Any help would be appreciated. I'm experimenting with PHP a bit but my knowledge is really not advanced enough yet to really allow me to progress much of anywhere on my own.
EDIT:
I did some playing around earlier and have made a few changes. First, I'm now wanting 1 dropdown box, not 2. Second, there are 9 columns in the table, not 6. Third, I have a database with the following 4 tables:
table: members
member_id
firstname
lastname
login
passwd
rank_id
table: ranks
id
name
table: jobs
id
name
requirement_1
requirement_2
requirement_3
salary
rank_id
table: workorders
date
username
rank
job
requirement_1
requirement_2
requirement_3
salary
due_date
Here is the current site I am working on: http://www.kiithsoban.com/membership
You may use a guest login to gain access:
Username: username
Password: password
This is a personal project made for an online gaming clan (in EVE Online), with all of maybe 20 unique visitors a month, so quality and proper coding technique is not much of an issue (not at this point anyway). The primary concern is simply that it will work.
The reason I suggested posting a PHP table rather than taking the javascript route is because I already have a table created in a database (and I'm also more familiar with PHP and just want to get the first version of this online ASAP), and I already have it posting to the website as well, as you'll see on the above page. This is the "workorders" table.
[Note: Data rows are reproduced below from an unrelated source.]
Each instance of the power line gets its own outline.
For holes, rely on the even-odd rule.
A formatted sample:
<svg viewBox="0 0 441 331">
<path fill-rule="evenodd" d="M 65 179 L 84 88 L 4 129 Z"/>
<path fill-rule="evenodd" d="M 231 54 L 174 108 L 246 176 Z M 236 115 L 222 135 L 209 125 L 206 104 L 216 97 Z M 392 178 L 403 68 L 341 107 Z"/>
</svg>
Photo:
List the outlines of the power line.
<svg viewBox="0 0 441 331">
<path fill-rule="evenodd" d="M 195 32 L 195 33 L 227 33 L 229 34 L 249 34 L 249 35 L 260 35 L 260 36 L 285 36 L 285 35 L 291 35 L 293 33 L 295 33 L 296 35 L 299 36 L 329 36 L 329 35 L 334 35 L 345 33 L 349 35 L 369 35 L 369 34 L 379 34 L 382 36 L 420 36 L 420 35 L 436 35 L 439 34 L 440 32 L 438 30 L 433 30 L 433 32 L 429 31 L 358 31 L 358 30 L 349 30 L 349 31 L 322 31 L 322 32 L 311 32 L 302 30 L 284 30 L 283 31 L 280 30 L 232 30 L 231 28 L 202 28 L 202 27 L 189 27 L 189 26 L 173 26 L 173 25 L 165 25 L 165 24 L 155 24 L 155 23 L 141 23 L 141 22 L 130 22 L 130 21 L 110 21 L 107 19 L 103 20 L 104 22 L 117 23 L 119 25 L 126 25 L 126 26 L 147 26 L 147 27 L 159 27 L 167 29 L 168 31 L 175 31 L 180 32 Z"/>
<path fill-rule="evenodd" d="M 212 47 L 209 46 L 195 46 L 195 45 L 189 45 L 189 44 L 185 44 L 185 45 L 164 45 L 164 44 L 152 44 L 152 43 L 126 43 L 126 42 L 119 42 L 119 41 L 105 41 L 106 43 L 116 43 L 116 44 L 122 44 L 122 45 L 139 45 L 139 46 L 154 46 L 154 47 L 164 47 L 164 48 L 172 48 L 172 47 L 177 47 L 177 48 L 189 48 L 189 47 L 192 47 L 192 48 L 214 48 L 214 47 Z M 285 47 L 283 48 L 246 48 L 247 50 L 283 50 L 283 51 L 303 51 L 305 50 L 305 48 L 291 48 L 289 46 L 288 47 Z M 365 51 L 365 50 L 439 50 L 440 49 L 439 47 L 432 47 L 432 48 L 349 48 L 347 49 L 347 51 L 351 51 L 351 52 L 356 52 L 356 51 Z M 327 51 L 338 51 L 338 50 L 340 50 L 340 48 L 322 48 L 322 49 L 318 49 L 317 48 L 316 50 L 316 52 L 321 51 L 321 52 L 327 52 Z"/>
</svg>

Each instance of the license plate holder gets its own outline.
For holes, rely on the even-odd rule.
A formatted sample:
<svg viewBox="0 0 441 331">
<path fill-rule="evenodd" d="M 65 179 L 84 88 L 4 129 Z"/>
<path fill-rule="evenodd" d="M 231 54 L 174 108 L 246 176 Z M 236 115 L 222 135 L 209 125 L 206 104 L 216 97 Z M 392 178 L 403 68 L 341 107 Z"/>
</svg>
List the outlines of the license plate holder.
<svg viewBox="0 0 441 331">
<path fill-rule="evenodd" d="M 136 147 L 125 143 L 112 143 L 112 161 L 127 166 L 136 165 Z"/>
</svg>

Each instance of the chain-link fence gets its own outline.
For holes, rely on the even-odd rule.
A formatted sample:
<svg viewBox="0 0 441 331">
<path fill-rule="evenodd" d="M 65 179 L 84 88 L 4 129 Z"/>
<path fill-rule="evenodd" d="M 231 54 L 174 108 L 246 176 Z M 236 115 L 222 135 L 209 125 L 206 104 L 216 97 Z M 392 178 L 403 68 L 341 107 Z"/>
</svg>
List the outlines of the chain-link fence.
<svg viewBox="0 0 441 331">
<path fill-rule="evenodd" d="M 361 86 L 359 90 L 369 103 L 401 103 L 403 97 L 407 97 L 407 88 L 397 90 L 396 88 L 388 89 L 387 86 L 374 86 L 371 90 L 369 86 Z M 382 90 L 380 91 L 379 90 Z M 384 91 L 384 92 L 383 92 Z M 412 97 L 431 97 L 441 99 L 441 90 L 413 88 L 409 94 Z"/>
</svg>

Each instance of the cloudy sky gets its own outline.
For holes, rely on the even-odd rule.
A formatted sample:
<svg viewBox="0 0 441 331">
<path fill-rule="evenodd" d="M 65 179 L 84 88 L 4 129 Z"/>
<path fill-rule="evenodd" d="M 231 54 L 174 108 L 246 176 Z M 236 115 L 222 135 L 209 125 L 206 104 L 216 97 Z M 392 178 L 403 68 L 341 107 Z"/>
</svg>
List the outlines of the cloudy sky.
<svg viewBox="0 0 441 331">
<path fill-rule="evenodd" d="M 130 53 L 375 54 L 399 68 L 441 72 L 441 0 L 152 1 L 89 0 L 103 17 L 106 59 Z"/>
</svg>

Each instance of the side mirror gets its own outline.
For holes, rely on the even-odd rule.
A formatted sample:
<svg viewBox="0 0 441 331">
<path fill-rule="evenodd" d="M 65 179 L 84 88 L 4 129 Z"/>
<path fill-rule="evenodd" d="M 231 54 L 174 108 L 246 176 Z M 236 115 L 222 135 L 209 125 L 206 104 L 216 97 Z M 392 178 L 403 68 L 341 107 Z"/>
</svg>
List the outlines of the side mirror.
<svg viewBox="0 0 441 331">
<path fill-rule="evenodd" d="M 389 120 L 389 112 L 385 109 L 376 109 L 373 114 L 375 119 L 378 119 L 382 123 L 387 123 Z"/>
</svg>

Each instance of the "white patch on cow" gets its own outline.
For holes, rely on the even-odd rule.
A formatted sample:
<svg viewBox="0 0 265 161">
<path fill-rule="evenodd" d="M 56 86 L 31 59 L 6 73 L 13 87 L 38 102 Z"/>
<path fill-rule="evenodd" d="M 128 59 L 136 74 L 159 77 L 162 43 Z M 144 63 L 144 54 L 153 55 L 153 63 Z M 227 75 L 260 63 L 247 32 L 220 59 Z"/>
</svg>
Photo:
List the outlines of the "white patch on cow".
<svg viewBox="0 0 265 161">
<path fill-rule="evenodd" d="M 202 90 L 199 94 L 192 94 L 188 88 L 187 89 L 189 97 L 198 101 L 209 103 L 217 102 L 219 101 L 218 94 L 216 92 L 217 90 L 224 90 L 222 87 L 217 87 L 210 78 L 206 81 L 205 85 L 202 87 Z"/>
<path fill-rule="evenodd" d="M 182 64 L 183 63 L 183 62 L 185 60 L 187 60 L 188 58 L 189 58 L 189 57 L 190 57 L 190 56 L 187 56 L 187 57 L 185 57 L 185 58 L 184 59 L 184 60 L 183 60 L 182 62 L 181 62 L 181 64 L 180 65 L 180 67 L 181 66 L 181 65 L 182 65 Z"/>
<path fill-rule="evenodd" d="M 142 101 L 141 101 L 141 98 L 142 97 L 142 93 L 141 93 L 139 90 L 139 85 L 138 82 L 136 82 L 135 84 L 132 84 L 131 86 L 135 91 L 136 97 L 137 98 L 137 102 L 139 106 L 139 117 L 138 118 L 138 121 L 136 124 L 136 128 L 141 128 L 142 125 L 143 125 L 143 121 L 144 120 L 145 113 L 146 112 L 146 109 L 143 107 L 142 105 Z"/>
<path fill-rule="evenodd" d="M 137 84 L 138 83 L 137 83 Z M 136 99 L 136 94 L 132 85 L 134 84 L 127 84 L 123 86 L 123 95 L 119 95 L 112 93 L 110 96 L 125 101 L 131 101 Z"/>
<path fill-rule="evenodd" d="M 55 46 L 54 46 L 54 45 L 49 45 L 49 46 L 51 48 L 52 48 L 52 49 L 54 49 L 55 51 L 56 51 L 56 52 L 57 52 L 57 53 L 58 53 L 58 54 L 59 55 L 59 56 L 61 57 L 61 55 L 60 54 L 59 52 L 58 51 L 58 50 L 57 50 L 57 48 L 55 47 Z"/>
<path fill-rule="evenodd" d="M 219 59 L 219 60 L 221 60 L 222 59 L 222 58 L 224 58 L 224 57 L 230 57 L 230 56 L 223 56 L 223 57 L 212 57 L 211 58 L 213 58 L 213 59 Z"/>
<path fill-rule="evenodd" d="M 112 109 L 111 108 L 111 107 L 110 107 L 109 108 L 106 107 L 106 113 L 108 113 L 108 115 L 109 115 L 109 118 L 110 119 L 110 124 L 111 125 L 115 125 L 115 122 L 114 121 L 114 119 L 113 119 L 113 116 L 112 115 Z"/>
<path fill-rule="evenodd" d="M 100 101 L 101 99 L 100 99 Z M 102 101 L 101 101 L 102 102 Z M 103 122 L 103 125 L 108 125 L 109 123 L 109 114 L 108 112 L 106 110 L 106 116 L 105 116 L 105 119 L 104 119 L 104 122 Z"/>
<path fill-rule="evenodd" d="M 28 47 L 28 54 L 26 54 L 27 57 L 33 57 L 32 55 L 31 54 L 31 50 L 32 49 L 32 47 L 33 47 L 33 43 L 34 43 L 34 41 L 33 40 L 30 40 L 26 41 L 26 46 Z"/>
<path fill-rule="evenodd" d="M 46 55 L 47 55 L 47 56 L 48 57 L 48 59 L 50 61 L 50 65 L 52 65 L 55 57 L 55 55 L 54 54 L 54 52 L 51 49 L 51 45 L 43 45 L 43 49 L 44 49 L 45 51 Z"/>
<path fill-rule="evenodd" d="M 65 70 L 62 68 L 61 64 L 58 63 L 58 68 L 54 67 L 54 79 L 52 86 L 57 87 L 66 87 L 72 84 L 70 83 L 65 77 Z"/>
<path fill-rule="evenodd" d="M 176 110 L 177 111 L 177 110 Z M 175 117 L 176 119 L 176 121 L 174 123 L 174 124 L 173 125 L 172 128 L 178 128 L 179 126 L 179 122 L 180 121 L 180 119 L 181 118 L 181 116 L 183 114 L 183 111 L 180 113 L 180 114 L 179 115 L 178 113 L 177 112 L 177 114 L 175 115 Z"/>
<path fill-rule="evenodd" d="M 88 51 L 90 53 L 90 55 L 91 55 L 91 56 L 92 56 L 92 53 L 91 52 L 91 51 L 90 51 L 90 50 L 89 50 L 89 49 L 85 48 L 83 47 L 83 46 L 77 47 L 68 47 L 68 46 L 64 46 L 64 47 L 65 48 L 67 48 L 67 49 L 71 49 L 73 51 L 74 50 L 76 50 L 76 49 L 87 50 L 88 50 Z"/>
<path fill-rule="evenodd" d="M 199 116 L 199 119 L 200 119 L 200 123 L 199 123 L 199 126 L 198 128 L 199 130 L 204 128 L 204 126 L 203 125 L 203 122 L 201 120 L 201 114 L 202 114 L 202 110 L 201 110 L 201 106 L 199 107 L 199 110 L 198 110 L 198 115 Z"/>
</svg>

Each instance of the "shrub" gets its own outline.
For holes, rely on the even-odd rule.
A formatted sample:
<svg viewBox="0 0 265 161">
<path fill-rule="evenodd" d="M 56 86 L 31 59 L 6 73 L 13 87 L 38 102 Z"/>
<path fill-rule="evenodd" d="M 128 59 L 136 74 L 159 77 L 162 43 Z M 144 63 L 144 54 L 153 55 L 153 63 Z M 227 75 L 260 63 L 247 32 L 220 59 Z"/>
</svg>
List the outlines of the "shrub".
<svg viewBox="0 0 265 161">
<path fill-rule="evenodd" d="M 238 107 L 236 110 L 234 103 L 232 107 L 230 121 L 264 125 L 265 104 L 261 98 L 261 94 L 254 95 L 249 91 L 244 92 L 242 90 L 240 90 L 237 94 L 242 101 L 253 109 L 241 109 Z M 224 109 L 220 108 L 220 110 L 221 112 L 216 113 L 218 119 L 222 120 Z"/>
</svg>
You'll notice upon logging in that there are instructions on the index page referring to a dropdown box, which does not yet exist. The dropdown box will consist of 49 "jobs" to select from. When a user selects an option and submits the form, I want their selection to insert into the "job" field of the workorders table on my database; and, I also want the site to detect the additional information in the other 8 fields in order to automatically insert them as well.
I've been experimenting with one idea, but I'm not sure if it would work, or how to do it exactly. In my members and jobs tables, I've included a "rank_id" field, in which each entry will have a matching value to the "id" field in the ranks table. Now, there are 49 "jobs" to choose from, however, depending on what rank a user is, their job salary will vary (given that there are 7 ranks, 49 * 7 = 343 total possible job/salary combinations that can result from the form submission). What I want the site to do is detect the logged in user's "rank_id" (in the members table), and after the user selects a job from the drop down, find the corresponding job in the jobs table that has the same "rank_id". That, I'm assuming, would allow the site to gather the "User", "Rank", "1st Requirement", "2nd Requirement", "3rd Requirement", and "Salary" info (all of which are contained in the members and jobs tables), and then insert that info into the appropriate fields in the workorders table, so that the info will then post to the site.
At that point all I would need to worry about are the "Date" and "Due By" columns - the "date" being automatically generated as the current date when the form is submitted, and the "due by" being automatically calculated as the current date plus 30 days.
I hope that's a more helpful explanation, and not too confusing.
You will need to create an OnSubmit event for the form which will return false inside the javascript function. The function will then need to add the content to the page. I would give more detailed code if you provided a layout.